Aurora estaba encantada con el discurso de su fortuito interlocutor, que, con su humeante vaso de café en la mano, bien podía fungir como un natural, naif, crítico de arte. A su alrededor, las personas y las máquinas fluctuaban en un todavía inverosímil panorama en aquel peculiar vértice citadino.

 

Ahora, ejerciendo renovada armonía, entre anillos de puentes, con tráfico fluido, allí está, mírala, mírala, erguida, longínea, herrumbrada, sensual; decidida y trajinada cual bandera libertaria; anclada sobre acantilado artificial, faro de rayo de luz amplificado en la negrura, mástil sobreviviente a feroces tormentas y naufragios. Miralá, miralá, ahí está empinada, alargada, oxidada, sobre cúbico pedestal, contando veraces vedadas historias, con vocablos chatarrizados, fundidos en agrestes cordones de soldadura, juegos de piñones atascados y sólidos rieles ensamblados.

 

Aurora pasaba de la fascinación a la excitación. Imaginó que ese joven de cabello ensortijado, barba corta e hirsuta, delgado, unos centímetros más bajo que ella, era un fogoso amante que multiplicaba el efecto de su verbo entre las sábanas. Involuntariamente refrescó sus labios con la lengua húmeda. Sintió hambre en su bajo y poblado vientre. Cambió el cruce de sus piernas cálidas, busco con mirada decidida los ojos del improvisado crítico, pero él estaba como distante, imbuido en su auténtica disertación.

     

          Sí, qué bueno que ahí aún está, férrea, altiva, impúdica, dejando que el tiempo la posea. Como en efecto, una de tantas frías noches, el grafitero excitado, agitó y vació sus aerosoles multicolores en la cúbica base ferrosa: “1984”. Cómo no sonreír con satisfacción, a la luz del nuevo día, ante el cuadro completo. Feliza, Gandhi, la chatarra hecha arte, el asertivo grafiti, el grito piroxílico de Orwell, todo con un fondo de verdes naturales salidos de la paleta del siempre generoso infinito.

 

Hoy, al final de la mañana, en esta otra jornada de soledad, Feliza está completa, luciendo su largo velo de variados óxidos. “La estética que prefiero”, entre aire fresco, bajo claro cielo.

 

Una mujer joven de cabello corto, con traje deportivo en gama de rosas y aire alegre, apareció en el campo visual de Aurora; corrió hacia el joven, lo abrazó, lo besó y lo arrastró de la mano hacia la salida de la parte baja.

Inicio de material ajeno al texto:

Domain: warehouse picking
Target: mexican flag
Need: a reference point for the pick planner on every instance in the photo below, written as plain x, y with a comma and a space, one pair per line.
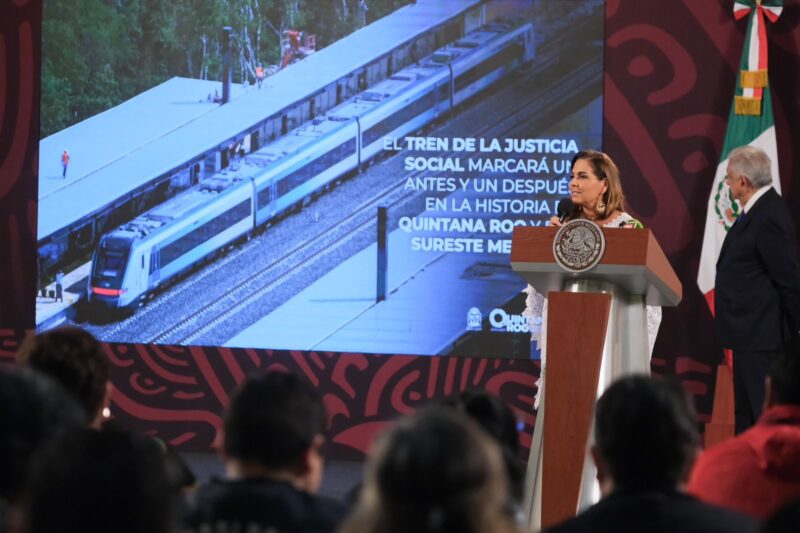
750, 123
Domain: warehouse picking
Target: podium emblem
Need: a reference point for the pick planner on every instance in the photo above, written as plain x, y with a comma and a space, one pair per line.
579, 245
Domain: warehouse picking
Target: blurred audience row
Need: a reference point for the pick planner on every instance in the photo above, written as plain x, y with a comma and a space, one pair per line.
453, 467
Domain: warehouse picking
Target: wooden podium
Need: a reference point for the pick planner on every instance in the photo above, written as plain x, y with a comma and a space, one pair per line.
596, 332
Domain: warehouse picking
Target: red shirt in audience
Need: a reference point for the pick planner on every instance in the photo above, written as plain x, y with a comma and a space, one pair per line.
757, 471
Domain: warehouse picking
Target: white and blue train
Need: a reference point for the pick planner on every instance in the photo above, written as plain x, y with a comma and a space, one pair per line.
134, 259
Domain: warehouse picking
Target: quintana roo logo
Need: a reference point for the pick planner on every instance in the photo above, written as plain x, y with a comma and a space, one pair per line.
579, 245
725, 206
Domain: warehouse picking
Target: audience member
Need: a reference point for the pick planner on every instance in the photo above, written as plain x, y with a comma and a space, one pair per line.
759, 470
434, 472
98, 482
34, 411
497, 419
273, 460
75, 360
645, 443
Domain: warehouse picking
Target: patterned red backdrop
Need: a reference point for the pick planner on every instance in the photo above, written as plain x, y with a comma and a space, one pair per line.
669, 75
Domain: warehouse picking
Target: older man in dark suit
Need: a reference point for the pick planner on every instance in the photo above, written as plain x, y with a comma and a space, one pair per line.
757, 289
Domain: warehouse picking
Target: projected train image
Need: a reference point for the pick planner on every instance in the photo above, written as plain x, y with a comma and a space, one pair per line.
134, 260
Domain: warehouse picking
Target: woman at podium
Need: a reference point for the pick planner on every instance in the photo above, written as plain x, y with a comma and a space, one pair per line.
596, 193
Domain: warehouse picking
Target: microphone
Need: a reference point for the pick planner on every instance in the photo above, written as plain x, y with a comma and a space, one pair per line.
565, 207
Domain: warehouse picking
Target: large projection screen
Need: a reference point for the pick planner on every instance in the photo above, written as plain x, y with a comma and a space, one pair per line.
181, 218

El crítico se volteó y agitó la mano despidiéndose de Aurora, quien, sorprendida, y como por instinto, intentó en vano conservar las últimas frases, levantado la mano sin aliento.

 

Aurora se puso de pie. Una brisa refrescante bajó de la montaña, envolvió la escultura y desordenó la cabellera negra de su, ahora, solitaria observadora.